His heart sickened as the realization grew. Guilty! Yet a few moments ago a conviction had overpowered him—a certainty that he was toying with chimeras, that no truth or substance lay in his evil obsessions. But now the letter ... and the postmark....
“A similarity,” Dr. Lytton finally announced. “The letter from Rollo, Maine, could have been written by the same hand that wrote this letter to you. Yet they are not identical. There are several vital differences, although a layman, on cursory examination, would call them of no consequence. Yes, the difference is a difference of tempo. Floria, the lady of the dagger, writes with a certain jerky stiffiness. The characters show high nervous tension, excitement, hysteria. An exaggeration of her natural chirography. Look, the lines are uneven. The letters jumble in spots. The thing resembles the slow, painful scrawl of a child. Yet it was written in fierce haste.... Hysteria.”
De Medici nodded. His eyes avoided the thing under the doctor’s hands.
“I perceived it from the beginning,” the scientist continued. “Everything pointed to it. A dual personality....”
“Florence and Floria,” murmured De Medici.
Dr. Lytton’s manner had become elate. A professional singsong was in his voice. He was off on a favorite topic once more. His heavy face glistened with enthusiasm. The underworlds of the soul ... the absorbing novelties of manias ... these were his scientific specialties.

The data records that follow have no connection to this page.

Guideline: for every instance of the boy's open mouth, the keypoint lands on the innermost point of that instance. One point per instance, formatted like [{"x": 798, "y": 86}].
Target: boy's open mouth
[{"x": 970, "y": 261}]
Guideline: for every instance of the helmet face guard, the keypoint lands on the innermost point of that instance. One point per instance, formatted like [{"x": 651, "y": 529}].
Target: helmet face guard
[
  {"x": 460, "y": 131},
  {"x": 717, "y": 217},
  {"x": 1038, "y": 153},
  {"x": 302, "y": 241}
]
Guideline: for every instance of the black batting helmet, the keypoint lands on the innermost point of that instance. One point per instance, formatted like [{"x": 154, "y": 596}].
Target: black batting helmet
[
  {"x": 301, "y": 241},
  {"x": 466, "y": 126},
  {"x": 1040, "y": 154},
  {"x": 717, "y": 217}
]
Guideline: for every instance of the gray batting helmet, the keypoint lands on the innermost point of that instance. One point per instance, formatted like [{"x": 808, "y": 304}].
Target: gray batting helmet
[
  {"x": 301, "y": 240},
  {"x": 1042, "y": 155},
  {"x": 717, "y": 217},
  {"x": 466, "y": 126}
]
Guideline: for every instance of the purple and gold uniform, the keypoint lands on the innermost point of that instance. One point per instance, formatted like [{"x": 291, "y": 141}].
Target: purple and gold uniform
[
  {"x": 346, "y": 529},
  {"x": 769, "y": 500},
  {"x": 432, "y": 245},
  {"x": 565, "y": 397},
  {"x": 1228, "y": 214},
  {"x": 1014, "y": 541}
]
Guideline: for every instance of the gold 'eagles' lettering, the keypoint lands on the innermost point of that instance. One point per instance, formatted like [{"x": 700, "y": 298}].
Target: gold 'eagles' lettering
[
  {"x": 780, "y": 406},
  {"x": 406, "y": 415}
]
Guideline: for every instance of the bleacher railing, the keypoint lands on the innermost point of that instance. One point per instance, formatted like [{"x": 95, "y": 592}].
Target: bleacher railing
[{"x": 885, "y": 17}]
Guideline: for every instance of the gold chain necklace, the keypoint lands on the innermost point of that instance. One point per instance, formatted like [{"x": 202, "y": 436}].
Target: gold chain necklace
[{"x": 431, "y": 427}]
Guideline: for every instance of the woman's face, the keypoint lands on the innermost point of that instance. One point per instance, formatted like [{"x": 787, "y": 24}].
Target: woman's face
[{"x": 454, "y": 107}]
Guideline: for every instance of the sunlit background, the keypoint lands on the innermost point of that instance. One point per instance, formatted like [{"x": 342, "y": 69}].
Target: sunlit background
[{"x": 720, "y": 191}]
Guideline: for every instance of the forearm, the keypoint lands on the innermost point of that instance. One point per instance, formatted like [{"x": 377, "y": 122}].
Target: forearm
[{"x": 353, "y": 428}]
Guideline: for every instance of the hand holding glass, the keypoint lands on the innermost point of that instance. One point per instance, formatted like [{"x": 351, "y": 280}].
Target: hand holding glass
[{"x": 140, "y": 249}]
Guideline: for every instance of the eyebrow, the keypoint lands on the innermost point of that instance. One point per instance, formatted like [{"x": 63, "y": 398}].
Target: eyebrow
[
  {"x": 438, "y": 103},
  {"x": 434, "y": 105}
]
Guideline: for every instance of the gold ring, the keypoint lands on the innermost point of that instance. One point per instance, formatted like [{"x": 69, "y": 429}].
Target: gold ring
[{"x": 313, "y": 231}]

“I expected one of two things out of my visit,” he announced. “I knew what sort of creature had killed Ballau.... It had left its marks in every detail. An amazing murder.... A slow, painful, and yet fiercely executed crime. Like the handwriting on this letter paper. The eerie footprints of hysteria. They were all over the deed. A soul writhing in the depths of a crazed sleep.”
“He is quoting from his paper on somnambulism,” mused De Medici. His eyes remained on the doctor’s face. Lytton had settled back in his chair. His wrathful and nervous manner had given way to a pedagogic air. Yet as he talked his eyes peered through the lowered lashes at the immobile figure of De Medici.
“The dual personality was obvious, Julien. But, ah, whose? And the obvious answer was—yours. The dagger—a relic of De Medici evil. The blood-stained hands. I learned this from Norton. Florence’s confusion. Her concealed evidence. To protect you, of course. I talked to her after you had taken her to the theater. You remember, the inquest morning?”